Datasets are more than just a group of files. The data contained in these files often corresponds to a unit of observation which is described in Cirro as a "sample". These samples can describe a physical specimen, an experimental replicate, or whatever the atomic observation may be for a particular experiment.
Cirro keeps track of dataset files and sample metadata side by side so the metadata can be used as input for different pipeline analyses. The resulting dataset from any pipeline run will contain a snapshot of the samples that were used in its creation in order to maintain a complete picture of the dataset provenance.
Some things to keep in mind with samples include:
- Samples have a many to one relationship: samples can be associated with many files, but every file can only point to one sample.
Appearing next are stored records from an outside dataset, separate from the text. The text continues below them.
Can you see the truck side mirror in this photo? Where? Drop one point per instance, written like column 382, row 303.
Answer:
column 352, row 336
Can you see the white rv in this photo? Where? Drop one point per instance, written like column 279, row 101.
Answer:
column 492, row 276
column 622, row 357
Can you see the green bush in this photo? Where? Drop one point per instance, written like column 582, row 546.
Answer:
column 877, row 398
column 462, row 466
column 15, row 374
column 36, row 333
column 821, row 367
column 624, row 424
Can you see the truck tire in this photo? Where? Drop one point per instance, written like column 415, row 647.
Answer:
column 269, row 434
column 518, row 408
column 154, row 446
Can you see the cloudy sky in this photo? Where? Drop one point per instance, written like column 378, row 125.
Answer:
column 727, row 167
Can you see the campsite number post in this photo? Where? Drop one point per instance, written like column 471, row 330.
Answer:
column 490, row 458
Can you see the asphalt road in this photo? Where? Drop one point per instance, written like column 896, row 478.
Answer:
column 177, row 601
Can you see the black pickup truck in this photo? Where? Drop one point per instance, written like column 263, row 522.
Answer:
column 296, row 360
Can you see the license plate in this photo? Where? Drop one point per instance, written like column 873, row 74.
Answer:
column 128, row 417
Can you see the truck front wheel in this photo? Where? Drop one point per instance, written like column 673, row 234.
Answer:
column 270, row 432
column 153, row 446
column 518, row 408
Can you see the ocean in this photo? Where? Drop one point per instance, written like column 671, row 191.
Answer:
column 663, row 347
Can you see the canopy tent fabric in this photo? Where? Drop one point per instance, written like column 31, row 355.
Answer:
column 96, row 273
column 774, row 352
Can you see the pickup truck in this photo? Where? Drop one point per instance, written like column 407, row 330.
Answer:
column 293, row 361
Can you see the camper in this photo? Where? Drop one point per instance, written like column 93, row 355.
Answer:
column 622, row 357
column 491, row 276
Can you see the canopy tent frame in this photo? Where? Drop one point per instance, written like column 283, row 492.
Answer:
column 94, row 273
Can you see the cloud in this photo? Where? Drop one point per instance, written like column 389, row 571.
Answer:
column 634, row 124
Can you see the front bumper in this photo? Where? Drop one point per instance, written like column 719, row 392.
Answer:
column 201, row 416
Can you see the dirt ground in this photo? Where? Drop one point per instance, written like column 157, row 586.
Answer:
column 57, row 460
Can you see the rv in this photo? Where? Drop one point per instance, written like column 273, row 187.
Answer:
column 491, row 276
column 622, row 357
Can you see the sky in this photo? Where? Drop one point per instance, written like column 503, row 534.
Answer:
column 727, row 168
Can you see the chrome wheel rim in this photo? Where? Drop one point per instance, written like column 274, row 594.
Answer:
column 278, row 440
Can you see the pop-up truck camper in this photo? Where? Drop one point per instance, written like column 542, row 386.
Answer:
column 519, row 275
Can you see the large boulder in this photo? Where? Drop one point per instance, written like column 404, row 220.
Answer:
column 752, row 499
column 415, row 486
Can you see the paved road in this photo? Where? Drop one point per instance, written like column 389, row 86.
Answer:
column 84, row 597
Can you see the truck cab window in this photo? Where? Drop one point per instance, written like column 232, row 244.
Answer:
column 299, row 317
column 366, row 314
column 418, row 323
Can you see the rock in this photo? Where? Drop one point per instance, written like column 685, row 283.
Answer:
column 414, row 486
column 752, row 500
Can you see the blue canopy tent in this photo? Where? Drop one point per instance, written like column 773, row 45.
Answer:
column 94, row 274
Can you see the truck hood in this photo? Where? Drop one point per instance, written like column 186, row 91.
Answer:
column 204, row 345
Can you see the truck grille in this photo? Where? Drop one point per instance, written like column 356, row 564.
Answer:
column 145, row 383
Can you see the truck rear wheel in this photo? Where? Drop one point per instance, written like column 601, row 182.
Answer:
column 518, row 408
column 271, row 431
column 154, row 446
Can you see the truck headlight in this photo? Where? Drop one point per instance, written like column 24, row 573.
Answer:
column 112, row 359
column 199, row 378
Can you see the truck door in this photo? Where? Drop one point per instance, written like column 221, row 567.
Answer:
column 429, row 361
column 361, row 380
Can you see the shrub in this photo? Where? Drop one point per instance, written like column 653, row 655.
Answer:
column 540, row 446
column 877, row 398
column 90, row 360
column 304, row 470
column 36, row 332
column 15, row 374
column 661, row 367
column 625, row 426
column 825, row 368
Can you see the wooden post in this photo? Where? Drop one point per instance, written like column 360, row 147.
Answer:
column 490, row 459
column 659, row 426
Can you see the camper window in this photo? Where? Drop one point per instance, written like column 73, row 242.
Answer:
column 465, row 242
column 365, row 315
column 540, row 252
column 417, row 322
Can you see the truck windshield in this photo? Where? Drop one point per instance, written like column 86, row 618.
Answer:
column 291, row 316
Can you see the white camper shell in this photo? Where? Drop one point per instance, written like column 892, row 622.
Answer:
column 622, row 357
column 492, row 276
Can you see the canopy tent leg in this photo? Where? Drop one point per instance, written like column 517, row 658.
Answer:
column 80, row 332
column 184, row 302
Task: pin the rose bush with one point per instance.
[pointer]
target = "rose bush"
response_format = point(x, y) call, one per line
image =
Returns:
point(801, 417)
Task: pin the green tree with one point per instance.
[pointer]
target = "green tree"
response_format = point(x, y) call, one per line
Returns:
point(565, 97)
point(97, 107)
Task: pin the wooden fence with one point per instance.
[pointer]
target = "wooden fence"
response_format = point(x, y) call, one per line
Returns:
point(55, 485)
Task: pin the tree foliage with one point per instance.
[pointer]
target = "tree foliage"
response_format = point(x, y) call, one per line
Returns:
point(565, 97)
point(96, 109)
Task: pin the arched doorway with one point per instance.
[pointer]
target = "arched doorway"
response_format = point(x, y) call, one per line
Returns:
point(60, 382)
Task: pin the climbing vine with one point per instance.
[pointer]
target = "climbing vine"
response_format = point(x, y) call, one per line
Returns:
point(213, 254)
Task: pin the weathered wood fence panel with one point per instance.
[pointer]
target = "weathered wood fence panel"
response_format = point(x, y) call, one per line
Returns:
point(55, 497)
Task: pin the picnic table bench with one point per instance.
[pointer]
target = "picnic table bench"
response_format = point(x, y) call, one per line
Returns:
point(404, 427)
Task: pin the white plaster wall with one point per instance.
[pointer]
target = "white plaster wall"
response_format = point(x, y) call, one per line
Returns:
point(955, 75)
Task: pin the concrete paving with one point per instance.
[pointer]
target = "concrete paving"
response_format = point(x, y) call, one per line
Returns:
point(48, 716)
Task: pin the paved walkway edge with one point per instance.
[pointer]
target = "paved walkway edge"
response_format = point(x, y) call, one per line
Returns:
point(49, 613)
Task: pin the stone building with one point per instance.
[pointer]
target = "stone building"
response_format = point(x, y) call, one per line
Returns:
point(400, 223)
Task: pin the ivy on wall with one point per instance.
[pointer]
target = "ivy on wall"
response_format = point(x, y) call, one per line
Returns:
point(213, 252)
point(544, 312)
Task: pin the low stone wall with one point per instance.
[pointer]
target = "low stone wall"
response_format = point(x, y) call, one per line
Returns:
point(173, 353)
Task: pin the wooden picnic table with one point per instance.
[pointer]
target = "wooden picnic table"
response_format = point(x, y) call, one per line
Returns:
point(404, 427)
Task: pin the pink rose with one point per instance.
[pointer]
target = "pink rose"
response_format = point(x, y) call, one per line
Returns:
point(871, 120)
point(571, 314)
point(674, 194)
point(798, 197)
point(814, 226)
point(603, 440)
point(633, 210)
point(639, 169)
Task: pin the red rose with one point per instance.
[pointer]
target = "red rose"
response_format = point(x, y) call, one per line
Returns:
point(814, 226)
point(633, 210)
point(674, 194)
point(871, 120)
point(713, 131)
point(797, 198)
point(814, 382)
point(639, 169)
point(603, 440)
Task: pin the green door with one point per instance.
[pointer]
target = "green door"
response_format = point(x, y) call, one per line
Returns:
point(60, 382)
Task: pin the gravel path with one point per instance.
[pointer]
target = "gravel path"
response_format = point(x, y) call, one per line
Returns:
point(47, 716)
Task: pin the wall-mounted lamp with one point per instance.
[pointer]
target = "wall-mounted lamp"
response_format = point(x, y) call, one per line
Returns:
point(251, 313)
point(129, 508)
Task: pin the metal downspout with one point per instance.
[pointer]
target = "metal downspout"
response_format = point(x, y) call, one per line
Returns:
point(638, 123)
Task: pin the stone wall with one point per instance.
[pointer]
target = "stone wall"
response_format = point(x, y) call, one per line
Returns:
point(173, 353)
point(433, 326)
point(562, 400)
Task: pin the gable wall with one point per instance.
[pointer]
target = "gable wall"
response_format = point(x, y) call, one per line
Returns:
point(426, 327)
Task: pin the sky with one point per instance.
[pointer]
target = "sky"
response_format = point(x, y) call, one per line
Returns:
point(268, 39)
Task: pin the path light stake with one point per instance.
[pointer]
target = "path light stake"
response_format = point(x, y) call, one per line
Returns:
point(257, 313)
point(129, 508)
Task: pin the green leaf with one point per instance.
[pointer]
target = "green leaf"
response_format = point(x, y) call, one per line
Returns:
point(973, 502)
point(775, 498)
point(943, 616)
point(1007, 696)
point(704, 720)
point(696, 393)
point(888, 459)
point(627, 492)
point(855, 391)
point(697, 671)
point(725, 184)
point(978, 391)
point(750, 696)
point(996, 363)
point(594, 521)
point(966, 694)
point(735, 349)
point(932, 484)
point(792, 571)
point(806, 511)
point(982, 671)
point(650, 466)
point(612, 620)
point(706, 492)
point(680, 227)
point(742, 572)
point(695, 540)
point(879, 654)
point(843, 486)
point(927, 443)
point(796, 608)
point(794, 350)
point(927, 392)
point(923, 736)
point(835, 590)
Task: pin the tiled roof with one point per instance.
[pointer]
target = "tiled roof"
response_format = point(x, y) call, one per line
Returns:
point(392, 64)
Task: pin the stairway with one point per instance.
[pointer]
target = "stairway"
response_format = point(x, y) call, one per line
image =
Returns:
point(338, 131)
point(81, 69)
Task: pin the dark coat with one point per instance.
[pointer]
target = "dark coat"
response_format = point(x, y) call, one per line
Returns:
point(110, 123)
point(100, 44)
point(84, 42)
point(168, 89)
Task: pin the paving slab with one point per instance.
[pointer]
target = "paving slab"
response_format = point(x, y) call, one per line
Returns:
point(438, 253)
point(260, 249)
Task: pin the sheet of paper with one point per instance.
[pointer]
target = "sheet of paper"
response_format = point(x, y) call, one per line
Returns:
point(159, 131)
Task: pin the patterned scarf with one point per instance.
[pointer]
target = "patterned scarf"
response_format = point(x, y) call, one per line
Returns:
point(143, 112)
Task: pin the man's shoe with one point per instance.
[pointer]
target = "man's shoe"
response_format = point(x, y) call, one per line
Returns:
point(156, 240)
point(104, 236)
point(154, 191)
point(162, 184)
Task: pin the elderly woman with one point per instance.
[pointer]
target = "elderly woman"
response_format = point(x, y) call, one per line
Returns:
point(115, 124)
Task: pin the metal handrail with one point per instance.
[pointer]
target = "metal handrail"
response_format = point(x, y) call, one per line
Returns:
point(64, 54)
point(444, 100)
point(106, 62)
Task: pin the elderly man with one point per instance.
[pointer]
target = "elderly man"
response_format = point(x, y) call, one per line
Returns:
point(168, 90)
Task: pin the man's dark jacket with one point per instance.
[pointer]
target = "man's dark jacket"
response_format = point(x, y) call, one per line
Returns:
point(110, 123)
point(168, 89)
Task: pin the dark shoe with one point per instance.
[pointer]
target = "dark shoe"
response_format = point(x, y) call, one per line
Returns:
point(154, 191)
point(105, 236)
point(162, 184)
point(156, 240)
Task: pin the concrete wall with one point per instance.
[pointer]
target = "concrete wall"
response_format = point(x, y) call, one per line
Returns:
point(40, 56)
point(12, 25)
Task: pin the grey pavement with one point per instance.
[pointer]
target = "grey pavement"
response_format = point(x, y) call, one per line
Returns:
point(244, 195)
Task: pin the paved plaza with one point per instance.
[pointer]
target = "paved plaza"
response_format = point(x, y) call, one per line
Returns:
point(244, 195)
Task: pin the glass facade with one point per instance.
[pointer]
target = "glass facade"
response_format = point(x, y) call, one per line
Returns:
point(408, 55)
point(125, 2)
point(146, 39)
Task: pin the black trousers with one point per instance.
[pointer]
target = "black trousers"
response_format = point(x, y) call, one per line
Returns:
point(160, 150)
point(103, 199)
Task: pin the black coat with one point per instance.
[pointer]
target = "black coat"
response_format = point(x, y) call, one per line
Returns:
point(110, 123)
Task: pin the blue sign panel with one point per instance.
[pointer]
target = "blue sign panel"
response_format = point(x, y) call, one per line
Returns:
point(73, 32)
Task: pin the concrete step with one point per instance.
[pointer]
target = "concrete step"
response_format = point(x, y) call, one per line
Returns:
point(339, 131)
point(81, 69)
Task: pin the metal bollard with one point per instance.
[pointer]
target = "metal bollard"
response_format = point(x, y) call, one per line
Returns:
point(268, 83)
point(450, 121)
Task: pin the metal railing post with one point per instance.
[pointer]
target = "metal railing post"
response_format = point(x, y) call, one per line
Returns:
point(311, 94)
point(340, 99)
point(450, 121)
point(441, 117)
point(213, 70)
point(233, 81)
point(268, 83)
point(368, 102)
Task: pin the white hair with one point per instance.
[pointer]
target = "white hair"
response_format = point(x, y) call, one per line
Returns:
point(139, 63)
- Sample metadata is shared across all of the datasets in a project, but cannot be shared across projects.
- Sample entries can be modified by any user, while only administrators can modify the sample schema.
Adding a Sample
The sample table is populated at the time new datasets are uploaded. There is no way to explicitly add a sample, because they must be connected to an uploaded file. Users have three options for how the sample table is populated: They can either explicitly upload a sample sheet at the time they upload their dataset, add a sample sheet to an existing dataset using the "Edit Dataset" button on the dataset's Overview page, or they can skip the sample sheet and let Cirro auto-populate the sample table based on the file names. Sample sheets can also be updated with newer versions using the same "Edit Dataset" button.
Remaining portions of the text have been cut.